05/07/2007 Por Ramón Fenoll
Desde hace 13 años, que se dice pronto, he participado en todas las manifestaciones del Orgullo Gay de Madrid. Pertenecía a un colectivo de gays y lesbianas de Alicante por aquel entonces y recuerdo que luchábamos por unos derechos que creíamos no llegaríamos a ver jamás y que hoy día increíblemente los tenemos. Una gran labor nada agradecida y despreciada por mucha gente de generaciones posteriores. Allá por 1994 levanté por primera vez una pancarta reivindicativa en donde tan solo 5.000 personas discurríamos por la Gran Vía madrileña (todo un gran logro para aquella época). Vivíamos aquellas manifestaciones con una visión y pasión infinitas, apoyándonos los unos a los otros, haciéndoles ver a la poquita gente que nos escuchaba que eramos gente tan normal como ellos… ¡Era una auténtica pasada!
A lo largo de estos años y gracias a mucha gente sin escrúpulos, cuyos objetivos han sido enriquecerse a nuestra costa, hemos acabado con el espíritu de una manifestación cuyos únicos objetivos eran hacernos respetar y valorar por aquellos que no nos entendían.
Y hoy, 30 de junio de 2007, miro espantado aquí, entre los dos millones y medio de personas, como nos estamos mostrando ante el mundo: un gigantesco carnaval politizado y, como no, “un gran negocio”. Perplejo e impotente, veo como todo aquello por lo que luchamos se ha desmoronado y el sentido serio de cualquier reivindicación se ha perdido. Sí, ahora salimos en todos los canales de televisión, pero sólo sacan aquello que les interesa: esperpénticos personajes incomprensibles para la mente de un heterosexual, los millones de kilos de basura que hemos dejado a nuestro paso o cuántos/as hemos sido ingresados/as en los hospitales por haber ingerido alguna droga de diseño. Esa es la imagen que muchos heterosexuales quieren que se vea de nosotros: que ser homosexual es un vicio, que solo pensamos en el sexo, en gastar, en vivir en una fiesta perpétua, llena de alcohol, drogas…. Ahora lo importante de la manifestación es obtener el mayor beneficio económico a cualquier precio.
¿Lo peor de todo? Que esa manifestación se ha convertido en una en una “fiesta popular de Madrid”, donde todos/as tienen cabida para poder emborracharse y montarla bien montada sin respetar el principio del espíritu de todo esto: el respecto hacia los homosexuales. Miles de heterosexuales haciendo botellón en nuestra fiesta-reivindicativa, por decirlo de alguna manera, mientras oías comentarios como: "¡Qué asco de maricones!"
¿Pero qué es esto? ¿Es esto lo que queríamos? ¡No puedo creerlo!
Y aún más.
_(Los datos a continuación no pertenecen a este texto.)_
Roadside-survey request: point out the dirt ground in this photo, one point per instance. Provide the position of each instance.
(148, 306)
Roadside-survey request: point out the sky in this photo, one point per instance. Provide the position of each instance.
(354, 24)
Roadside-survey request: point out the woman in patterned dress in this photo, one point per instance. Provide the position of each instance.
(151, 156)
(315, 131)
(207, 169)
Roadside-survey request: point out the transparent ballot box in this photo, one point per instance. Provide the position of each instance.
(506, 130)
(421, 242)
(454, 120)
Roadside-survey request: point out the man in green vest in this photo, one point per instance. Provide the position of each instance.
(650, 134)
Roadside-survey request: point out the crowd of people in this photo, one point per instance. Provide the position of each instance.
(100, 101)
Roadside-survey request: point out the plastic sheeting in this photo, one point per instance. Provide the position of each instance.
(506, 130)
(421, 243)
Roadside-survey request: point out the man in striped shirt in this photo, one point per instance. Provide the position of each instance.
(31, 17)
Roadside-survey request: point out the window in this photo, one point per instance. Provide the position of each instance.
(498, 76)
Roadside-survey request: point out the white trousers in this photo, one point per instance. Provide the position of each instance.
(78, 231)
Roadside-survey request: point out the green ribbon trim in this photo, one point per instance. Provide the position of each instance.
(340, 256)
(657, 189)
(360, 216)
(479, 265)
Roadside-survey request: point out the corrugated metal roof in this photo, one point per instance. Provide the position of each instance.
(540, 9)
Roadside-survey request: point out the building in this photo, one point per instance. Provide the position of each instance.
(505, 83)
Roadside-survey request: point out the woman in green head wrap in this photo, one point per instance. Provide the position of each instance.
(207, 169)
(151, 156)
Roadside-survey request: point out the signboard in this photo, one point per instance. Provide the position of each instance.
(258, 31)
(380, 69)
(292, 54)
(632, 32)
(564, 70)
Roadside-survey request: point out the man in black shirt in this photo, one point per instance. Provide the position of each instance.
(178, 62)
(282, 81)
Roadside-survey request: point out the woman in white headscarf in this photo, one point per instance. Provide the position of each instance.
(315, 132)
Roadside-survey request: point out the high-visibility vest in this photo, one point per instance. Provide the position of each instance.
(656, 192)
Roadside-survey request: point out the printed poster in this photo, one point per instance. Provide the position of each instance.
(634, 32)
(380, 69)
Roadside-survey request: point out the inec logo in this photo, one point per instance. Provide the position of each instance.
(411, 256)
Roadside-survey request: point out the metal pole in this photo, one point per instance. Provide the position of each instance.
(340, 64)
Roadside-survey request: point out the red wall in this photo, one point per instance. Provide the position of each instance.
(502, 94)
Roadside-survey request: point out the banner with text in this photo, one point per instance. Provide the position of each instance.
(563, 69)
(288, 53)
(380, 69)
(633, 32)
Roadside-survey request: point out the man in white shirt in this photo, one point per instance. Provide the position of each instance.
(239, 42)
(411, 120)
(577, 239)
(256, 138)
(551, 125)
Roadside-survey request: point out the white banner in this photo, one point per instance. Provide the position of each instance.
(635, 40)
Allá adonde íbamos, fuera del “espejismo” del barrio de Chueca, escuchábamos lindezas de los madrileños tales como: "Hoy es un buen día para fumigar el centro de Madrid" o "Arrimaos contra las paredes (del metro), que en las próximas paradas hay una infestación de maricones" o "Deberían estar todos muertos"...
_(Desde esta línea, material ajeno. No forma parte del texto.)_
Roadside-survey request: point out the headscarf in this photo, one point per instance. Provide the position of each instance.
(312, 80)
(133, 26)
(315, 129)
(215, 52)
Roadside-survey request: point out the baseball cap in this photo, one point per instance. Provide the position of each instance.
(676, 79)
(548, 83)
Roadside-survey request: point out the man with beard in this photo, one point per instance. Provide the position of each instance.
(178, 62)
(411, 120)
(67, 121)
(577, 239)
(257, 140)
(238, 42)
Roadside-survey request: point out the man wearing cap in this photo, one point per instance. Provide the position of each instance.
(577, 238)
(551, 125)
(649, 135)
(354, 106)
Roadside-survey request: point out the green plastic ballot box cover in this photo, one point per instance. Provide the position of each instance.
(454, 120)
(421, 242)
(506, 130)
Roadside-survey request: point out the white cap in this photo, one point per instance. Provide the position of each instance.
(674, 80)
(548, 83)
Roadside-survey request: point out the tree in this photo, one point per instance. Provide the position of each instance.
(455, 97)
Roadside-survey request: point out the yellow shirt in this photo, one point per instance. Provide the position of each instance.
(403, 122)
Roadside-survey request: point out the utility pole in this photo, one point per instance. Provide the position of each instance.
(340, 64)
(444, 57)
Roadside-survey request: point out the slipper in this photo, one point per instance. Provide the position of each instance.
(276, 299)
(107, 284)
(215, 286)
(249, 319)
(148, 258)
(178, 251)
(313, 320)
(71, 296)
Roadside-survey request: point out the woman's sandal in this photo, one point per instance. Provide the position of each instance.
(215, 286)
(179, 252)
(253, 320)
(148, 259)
¿Cómo es posible que hayamos perdido la dignidad de esa manera? Y, ya que la dignidad es ahora dinero ¿cómo es posible que dejemos nuestro dinero en una ciudad en donde no somos bienvenidos?
Lo tristísimo es que a la mayoría de los homosexuales les da absolutamente igual… ¡Dame pan y dime maricón! (y yo que pensaba que éramos más conscientes).
Hemos perdido el juicio como el resto de los mortales. ¿En qué nos hemos convertido, Dios mío?